After examining the development of various types of financial markets and macroeconomics, Soros found that they never showed a tendency towards equilibrium. In fact, I am afraid it would make more sense to assert that markets tend to go into excessive disequilibrium, because, sooner or later, such disequilibrium will grow to an intolerable point and eventually have to be corrected.

The decision to buy or sell a commodity is not so much based on the fact that the market is in equilibrium, but rather on the perception that the market is unbalanced, or rather that the psychological expectations of the market are unbalanced. It is the degree of deviation in expectations that leads the market to excessive disequilibrium. It can therefore be argued that finding the gap between market expectations and objective facts is Soros' shortcut to identifying investment opportunities in the financial markets.
He argues that the scientific method is based on the presupposition that a successful experiment should confirm the validity of the hypothesis being tested, yet the success of an experiment does not guarantee the validity or truth of the statement being tested when the subject involves a thinking subject. The thinking of the participants has nothing to do with the facts, but it influences and complicates the process of how things develop.
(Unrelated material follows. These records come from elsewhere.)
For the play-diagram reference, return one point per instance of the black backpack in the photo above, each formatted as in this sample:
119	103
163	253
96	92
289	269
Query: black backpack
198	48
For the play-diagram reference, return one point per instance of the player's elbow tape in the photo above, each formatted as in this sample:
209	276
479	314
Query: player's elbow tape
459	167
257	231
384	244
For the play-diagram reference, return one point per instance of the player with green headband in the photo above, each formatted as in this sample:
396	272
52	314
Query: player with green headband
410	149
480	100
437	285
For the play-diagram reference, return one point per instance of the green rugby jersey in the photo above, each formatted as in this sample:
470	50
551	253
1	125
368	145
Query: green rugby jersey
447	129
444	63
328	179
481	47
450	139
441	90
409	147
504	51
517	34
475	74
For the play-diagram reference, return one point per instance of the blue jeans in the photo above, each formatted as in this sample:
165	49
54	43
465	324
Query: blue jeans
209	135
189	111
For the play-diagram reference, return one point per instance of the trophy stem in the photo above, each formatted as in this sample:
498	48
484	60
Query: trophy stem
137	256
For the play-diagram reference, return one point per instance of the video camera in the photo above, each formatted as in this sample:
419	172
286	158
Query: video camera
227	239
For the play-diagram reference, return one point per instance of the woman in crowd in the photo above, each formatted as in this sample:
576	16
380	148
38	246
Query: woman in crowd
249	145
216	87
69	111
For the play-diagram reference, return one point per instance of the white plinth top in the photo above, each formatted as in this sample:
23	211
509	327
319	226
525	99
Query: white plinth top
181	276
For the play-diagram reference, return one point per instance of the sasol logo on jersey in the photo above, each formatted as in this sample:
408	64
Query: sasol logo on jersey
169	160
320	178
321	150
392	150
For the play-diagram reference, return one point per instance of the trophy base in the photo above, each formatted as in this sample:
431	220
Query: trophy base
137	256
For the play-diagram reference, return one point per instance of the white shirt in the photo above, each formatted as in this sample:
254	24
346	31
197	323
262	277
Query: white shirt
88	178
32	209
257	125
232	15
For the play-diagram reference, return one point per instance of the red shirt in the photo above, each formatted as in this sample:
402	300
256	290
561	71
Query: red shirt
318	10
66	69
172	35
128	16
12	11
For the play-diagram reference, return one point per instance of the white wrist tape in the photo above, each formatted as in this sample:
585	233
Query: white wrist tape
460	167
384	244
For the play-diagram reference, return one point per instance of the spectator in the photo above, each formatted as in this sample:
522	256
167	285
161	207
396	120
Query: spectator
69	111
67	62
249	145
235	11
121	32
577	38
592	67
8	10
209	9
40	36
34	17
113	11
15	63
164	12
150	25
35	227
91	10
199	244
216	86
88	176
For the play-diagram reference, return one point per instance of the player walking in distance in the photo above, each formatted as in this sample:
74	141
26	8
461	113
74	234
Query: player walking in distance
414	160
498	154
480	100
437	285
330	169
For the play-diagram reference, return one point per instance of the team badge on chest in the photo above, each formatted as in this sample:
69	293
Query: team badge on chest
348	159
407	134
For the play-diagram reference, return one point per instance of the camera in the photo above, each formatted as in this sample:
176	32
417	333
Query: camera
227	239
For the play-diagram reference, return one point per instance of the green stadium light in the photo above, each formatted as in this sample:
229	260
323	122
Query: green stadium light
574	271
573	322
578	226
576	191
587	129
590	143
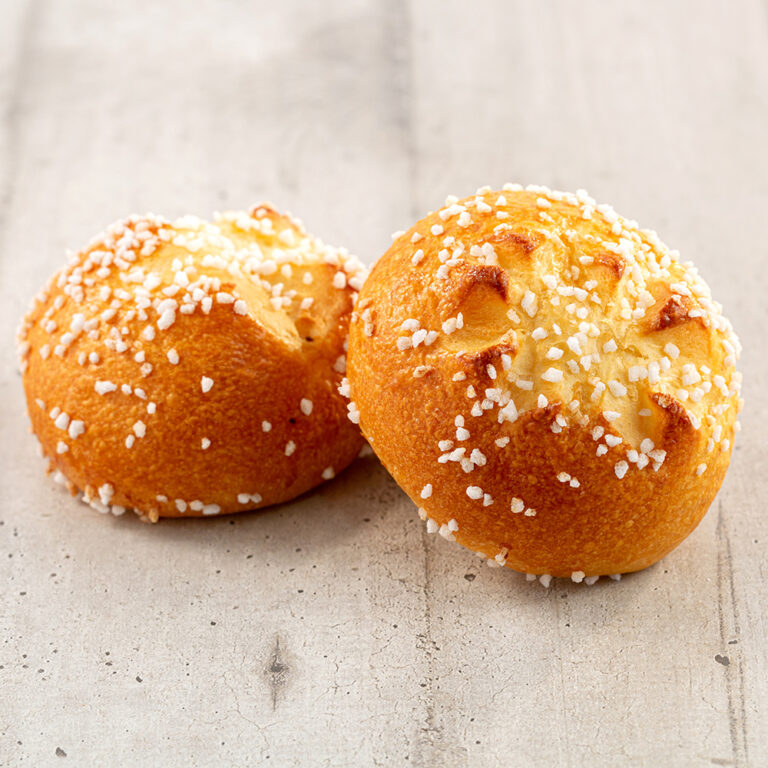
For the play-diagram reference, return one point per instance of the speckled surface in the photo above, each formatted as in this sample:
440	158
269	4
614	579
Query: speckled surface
333	631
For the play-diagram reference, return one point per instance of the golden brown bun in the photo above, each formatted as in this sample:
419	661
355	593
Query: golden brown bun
191	368
490	327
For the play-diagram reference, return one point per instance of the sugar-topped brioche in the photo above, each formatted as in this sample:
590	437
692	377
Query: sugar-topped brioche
549	383
191	368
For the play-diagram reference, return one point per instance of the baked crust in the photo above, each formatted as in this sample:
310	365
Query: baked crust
155	363
546	381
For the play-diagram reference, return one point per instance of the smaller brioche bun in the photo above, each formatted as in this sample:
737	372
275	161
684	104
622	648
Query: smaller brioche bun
551	386
191	368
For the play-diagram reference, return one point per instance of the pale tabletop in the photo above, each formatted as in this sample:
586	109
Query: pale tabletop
333	631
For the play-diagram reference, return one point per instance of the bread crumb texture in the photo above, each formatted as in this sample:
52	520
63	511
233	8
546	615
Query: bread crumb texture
561	383
154	360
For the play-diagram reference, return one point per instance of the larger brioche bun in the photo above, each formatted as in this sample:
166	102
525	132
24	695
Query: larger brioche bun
191	368
548	382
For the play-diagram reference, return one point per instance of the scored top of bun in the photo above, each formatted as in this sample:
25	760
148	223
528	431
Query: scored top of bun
190	367
546	380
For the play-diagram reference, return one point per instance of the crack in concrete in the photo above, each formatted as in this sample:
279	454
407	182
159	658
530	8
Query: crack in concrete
737	725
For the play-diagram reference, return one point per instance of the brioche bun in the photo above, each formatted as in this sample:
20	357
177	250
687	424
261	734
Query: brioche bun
191	368
548	382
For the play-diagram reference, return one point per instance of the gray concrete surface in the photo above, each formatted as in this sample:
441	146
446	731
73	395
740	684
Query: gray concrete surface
333	631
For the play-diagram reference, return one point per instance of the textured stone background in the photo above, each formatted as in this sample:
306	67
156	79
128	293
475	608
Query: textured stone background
333	631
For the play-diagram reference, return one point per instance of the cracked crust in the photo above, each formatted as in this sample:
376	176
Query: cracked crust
591	385
198	362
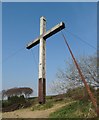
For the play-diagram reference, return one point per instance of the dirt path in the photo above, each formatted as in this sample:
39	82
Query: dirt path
27	113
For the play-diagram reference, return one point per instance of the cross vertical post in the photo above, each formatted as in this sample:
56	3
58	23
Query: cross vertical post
42	54
42	66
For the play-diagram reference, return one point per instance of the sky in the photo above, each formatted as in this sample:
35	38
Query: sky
21	24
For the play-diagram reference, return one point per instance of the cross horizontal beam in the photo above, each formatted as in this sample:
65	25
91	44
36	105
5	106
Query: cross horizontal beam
46	35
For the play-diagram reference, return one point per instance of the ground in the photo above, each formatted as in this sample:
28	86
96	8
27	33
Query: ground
28	113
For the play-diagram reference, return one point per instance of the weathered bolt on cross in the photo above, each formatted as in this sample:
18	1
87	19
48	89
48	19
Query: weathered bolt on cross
42	55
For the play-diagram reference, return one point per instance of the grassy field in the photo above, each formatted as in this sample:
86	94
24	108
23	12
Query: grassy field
73	104
78	109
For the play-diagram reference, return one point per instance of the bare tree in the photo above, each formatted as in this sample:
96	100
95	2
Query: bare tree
69	78
17	92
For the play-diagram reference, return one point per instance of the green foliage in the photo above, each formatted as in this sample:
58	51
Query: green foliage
47	105
78	109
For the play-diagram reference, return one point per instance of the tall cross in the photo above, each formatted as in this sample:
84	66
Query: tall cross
42	54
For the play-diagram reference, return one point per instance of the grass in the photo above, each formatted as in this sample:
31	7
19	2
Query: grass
78	109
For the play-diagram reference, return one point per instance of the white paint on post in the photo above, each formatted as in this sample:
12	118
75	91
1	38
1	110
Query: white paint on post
42	49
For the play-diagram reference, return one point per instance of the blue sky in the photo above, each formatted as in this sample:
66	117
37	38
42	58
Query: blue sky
21	25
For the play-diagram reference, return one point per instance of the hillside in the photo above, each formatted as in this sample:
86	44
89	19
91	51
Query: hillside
68	105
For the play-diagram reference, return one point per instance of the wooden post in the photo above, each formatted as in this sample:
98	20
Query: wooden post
42	66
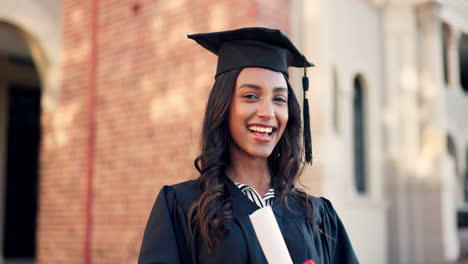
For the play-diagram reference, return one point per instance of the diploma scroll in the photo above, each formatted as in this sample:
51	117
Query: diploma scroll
270	237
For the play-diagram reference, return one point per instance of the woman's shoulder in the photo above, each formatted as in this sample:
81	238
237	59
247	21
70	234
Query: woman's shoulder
184	194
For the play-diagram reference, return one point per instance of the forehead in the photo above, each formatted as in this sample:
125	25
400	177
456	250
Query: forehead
262	77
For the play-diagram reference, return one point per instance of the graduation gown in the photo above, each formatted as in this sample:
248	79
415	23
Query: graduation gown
167	239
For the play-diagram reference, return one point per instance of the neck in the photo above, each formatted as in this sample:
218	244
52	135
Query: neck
249	170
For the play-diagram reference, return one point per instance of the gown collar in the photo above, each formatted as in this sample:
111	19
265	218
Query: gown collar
242	205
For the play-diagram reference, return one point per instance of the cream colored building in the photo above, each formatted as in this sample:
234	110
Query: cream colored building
390	94
388	105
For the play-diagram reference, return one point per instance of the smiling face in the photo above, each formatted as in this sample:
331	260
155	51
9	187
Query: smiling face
258	112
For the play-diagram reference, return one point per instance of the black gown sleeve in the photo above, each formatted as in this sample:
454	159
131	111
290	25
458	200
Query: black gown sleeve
161	239
340	246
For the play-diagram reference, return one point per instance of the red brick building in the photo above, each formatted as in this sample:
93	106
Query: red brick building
125	114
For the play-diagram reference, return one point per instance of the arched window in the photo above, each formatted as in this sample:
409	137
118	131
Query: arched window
463	60
336	101
359	129
465	183
445	47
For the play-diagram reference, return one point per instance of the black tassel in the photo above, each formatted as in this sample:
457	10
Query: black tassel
306	132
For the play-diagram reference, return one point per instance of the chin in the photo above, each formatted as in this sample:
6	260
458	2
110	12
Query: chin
261	154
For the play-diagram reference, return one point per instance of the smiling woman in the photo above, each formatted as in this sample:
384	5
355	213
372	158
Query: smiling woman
251	157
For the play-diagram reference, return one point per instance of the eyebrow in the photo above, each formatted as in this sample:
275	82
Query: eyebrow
257	87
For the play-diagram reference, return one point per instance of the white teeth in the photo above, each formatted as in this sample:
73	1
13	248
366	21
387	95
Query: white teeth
261	129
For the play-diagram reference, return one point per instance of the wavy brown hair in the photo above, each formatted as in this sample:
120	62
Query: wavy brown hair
206	216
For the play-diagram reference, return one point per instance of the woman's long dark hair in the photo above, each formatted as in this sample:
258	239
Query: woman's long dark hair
206	216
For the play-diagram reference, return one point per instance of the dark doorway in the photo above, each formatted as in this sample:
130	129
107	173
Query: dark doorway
359	127
22	173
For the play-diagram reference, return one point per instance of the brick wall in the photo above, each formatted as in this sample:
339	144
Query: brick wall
152	86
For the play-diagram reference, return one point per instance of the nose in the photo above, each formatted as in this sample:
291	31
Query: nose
265	110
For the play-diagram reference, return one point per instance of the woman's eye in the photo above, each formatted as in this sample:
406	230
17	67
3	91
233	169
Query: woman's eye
251	96
281	99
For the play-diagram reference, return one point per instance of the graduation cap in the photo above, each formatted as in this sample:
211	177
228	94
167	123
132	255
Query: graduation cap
263	48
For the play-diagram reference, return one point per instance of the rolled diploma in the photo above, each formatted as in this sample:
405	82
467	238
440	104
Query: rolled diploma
270	237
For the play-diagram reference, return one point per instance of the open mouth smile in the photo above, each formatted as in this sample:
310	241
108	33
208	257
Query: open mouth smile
261	132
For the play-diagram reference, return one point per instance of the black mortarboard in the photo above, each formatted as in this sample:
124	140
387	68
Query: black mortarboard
259	47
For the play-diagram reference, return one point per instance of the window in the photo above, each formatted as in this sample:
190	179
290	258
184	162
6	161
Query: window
336	101
463	59
359	125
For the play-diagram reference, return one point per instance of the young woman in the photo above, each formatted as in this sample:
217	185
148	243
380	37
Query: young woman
250	158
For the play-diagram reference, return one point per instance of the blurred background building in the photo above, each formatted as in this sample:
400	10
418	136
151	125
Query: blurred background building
101	104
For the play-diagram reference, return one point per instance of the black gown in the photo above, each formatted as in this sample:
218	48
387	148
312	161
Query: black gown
167	240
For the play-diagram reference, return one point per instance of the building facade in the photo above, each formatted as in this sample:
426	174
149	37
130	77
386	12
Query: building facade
114	93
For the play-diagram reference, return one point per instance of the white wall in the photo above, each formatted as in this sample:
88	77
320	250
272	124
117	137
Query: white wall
346	34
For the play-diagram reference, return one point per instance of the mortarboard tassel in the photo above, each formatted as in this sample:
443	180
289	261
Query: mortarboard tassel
306	132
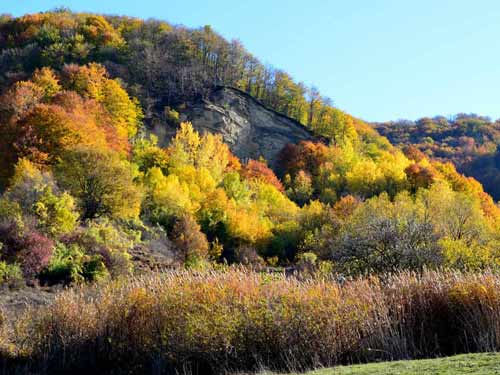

However, scientific and objective facts will eventually correct those misunderstandings and cognitive gaps.
In the case of the agricultural futures soybean market, for example, gaps in market expectations often tend to arise in the early stages of crop growth in terms of expectations of the final yield from wet and dry weather conditions throughout the process, expectations of excessive expansion or contraction in the size of demand, excessive expectations of the financial attributes of agricultural commodities, expectations of the duration and strength of the impact of unexpected events, and excessive expectations of the size of capital in the capital potential, etc.

Financial markets operate in disequilibrium and gaps between the perceptions of market participants and the reality are inevitable. Because of our limited energy and imperfect degree of perception, detecting deviations between market expectations and what is objective and the tendency for markets to become overly unbalanced is not only one of Soros' investment secrets, but deserves the attention of the general public of investors.